Over the weekend, when my brother and I biked around Irvine looking for flowers to photograph, we discovered the Quail Hill Preserve. I came back with my canon 400mm f5.6 telephoto lens and tamron 90mm f2.8 macro lens to grab some wildlife shots.
How cute is this little fellah?! He is a Western Toad. It is about the size of a quarter. There is a small pond in the Preserve where he must have hatched. I found him hopping across the trail as I was walking along. I picked him up and tried my best to photograph him one handed. Easier said that done! He kept on trying to hop away. Btw, when was the last time you have ever come across a wild toad or frog here in orange county? Last time I have personally seen one was over 20 years ago.

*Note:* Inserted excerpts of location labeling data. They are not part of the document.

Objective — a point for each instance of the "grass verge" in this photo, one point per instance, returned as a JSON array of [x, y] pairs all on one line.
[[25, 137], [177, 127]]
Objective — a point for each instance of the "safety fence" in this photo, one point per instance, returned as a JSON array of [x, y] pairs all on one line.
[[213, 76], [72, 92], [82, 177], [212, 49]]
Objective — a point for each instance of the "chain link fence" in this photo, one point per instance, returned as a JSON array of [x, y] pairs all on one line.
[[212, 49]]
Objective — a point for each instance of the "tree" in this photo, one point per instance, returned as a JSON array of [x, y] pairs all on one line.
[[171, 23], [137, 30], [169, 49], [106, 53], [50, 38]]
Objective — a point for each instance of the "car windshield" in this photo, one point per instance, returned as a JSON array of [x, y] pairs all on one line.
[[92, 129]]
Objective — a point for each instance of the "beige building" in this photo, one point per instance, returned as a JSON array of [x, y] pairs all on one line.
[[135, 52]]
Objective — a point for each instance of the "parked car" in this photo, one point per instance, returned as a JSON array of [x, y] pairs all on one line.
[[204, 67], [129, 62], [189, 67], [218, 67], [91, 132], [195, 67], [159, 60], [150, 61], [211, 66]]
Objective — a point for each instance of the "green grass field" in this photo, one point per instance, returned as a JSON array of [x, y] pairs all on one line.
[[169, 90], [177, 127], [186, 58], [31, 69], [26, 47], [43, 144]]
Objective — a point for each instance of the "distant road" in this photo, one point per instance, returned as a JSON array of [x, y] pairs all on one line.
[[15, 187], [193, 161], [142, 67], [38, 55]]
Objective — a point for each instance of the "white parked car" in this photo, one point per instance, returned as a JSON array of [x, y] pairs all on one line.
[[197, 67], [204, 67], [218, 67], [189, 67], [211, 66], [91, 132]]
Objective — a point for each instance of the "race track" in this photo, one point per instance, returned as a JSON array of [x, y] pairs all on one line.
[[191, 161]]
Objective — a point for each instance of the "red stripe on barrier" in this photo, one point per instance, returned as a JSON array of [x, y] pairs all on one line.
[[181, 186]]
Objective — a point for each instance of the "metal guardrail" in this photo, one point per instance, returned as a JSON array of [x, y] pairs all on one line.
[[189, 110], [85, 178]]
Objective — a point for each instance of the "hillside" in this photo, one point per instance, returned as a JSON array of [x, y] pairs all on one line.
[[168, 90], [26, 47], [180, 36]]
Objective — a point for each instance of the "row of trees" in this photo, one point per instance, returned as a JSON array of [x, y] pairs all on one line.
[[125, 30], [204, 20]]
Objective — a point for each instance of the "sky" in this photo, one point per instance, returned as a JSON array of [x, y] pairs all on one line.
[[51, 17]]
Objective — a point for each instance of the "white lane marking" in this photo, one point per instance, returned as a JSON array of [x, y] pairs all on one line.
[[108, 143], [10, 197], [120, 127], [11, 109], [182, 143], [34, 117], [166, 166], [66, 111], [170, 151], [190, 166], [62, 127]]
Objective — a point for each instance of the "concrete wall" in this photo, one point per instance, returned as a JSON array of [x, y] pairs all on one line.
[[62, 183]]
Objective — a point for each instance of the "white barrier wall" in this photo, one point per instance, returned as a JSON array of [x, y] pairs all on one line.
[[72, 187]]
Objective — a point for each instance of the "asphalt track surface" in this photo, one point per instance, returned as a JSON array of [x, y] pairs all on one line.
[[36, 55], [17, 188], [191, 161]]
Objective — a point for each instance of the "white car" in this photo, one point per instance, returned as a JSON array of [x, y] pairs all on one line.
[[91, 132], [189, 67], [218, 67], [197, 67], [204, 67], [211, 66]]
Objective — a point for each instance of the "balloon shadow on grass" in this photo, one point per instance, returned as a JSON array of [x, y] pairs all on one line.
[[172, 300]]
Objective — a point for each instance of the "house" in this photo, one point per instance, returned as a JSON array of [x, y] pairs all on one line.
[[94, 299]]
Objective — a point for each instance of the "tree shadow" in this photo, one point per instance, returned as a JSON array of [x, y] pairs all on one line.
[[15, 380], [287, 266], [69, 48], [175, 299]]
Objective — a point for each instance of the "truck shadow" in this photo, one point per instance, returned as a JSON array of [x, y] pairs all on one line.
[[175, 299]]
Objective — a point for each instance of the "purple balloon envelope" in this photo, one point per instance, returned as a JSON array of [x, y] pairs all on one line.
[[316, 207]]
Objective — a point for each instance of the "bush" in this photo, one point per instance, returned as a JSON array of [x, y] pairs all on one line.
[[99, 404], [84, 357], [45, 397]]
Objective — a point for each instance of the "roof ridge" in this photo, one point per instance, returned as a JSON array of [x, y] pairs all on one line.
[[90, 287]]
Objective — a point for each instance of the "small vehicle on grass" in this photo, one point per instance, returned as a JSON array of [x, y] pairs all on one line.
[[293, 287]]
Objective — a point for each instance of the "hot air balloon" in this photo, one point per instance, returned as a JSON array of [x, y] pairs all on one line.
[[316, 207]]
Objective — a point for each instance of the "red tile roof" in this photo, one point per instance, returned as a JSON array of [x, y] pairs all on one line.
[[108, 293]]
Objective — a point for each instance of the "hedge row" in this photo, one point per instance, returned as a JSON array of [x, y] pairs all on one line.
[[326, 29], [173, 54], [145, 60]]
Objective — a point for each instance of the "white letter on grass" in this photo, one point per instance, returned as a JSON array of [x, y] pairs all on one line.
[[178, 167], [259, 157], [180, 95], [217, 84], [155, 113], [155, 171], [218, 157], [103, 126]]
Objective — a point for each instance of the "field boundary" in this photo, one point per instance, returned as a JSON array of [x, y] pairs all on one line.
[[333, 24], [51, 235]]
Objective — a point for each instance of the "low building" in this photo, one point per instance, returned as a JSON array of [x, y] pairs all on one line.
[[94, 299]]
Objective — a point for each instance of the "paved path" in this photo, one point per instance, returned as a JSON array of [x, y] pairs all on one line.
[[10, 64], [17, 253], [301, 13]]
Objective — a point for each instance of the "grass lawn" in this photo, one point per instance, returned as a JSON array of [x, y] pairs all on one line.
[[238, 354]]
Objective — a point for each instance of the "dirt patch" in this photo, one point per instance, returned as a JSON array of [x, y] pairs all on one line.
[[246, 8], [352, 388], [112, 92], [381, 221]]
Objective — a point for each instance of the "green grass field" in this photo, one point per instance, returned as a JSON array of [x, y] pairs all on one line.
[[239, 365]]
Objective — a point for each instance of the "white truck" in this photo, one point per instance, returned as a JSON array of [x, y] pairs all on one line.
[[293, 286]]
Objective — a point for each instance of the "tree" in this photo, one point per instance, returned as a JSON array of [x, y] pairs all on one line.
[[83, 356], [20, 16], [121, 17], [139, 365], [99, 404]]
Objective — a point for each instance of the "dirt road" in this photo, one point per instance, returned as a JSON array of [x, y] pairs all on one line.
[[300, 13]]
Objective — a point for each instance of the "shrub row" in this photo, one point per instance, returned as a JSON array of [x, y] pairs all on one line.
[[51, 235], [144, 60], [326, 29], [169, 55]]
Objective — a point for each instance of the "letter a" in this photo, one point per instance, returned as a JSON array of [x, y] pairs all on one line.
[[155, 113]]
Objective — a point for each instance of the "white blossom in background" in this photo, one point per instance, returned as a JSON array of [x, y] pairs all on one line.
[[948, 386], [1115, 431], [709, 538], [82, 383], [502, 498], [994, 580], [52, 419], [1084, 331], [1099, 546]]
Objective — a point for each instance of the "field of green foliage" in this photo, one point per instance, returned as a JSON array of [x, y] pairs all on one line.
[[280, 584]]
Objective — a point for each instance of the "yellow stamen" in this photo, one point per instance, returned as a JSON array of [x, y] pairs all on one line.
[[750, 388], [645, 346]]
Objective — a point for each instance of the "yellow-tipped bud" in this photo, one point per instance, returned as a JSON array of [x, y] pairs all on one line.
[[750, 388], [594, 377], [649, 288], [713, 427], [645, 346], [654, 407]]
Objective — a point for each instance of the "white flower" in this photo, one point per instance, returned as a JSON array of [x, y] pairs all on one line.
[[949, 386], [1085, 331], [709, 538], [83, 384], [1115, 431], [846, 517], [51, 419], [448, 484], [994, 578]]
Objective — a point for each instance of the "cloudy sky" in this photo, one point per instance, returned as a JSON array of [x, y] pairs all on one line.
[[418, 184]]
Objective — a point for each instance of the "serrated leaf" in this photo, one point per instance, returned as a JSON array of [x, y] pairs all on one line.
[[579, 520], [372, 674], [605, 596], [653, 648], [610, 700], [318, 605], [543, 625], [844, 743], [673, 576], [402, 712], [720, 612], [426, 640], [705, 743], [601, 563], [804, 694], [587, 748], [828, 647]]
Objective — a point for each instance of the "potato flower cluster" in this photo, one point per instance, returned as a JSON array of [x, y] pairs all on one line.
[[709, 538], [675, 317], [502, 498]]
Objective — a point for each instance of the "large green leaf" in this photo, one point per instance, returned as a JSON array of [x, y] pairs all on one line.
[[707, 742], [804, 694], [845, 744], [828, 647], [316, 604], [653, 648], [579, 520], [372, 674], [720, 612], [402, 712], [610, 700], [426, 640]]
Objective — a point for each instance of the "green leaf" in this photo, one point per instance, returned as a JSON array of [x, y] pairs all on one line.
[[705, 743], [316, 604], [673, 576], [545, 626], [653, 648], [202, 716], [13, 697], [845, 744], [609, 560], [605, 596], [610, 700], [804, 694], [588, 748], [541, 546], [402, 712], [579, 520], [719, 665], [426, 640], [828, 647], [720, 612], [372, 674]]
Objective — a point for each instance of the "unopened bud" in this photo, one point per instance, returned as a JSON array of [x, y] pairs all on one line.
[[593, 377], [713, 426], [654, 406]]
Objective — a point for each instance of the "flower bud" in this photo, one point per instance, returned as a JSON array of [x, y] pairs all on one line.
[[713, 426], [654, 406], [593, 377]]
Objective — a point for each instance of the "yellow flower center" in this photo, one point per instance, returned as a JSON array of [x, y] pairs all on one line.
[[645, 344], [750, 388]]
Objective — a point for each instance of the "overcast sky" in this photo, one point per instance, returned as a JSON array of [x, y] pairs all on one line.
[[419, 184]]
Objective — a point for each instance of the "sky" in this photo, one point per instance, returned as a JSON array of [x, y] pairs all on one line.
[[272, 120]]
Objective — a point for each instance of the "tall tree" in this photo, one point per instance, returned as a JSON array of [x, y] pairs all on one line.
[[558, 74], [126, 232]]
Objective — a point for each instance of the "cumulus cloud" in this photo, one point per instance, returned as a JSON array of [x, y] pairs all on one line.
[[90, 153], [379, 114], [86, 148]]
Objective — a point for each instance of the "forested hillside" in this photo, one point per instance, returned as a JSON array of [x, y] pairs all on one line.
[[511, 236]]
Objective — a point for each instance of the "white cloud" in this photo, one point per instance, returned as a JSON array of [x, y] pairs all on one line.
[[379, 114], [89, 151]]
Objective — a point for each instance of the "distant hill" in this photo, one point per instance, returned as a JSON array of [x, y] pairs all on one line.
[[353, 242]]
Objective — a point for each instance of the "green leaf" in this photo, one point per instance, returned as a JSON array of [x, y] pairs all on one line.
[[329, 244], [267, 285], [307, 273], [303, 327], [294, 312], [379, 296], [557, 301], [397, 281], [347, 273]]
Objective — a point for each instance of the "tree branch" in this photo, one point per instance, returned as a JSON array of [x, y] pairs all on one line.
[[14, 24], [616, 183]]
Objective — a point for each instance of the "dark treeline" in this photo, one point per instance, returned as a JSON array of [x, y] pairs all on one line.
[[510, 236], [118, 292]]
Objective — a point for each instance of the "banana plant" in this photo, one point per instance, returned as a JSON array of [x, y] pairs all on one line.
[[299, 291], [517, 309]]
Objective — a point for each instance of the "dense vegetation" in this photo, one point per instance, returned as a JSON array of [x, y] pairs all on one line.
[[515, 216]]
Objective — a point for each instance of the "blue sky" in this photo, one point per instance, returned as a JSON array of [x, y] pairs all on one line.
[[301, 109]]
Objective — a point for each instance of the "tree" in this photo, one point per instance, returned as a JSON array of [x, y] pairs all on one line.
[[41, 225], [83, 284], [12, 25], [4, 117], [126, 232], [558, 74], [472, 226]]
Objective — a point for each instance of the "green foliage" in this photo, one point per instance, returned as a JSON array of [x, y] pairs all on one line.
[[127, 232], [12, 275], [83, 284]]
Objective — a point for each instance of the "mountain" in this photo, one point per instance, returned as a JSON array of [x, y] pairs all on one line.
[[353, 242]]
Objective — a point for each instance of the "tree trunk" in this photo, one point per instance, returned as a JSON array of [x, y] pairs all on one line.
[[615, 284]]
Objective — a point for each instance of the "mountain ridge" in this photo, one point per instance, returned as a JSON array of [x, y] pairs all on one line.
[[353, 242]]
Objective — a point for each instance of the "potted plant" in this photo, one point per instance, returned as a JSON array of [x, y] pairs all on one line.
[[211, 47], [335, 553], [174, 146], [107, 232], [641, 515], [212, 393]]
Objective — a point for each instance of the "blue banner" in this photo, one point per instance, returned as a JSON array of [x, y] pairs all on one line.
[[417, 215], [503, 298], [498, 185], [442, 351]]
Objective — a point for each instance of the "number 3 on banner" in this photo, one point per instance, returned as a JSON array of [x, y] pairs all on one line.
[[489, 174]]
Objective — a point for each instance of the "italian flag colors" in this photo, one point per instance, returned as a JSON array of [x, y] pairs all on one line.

He fits on my thumbnail. When it comes to macro photography, its always nice to put a reference object in the shot. It helps to give the viewer a sense of scale. Sitting on my thumbnail, you can really appreciate how tiny he is. Another important point, is the power of using a true macro lens. Macro dedicated lenses have special optics which allow them to magnify images close up with amazing sharpness and clarity.
For this shot, since I had plenty of light to work with, so I stopped down my aperture to f8. Macro lenses have a very shallow depth of field when focusing close up. Stopping down your aperture helps to give you more depth of field to work with. For this shot, I wanted to get as much of the toad in focus as possible. This is one way to use a macro lens. You can also shoot wide open at f2.8. This gives a very shallow depth of field. Shooting like this can give a cleaner out of focus background and lends itself to more creative and artistic shots by playing around with the depth of field.
After awhile, he grew tired of being my photography subject and bounced outa here! Cya later alligator!
Here is a Western Meadowlark. I have seen them before but I have not gotten any decent shots...until today. I spotted him in the shade and I got down low to take this shot.
This is a Blue Grosbeak. I've never seen one before let alone photograph one. It is quite a rare bird to come across these days here in orange county. They like to nest in overgrown fields and thickets next to streams. With the ever expanding suburban sprawl here in orange county, there are not many wild open fields left for them to make home.
A Western Kingbird doing a fly over.
A female Red Winged Blackbird perched on mustard plants.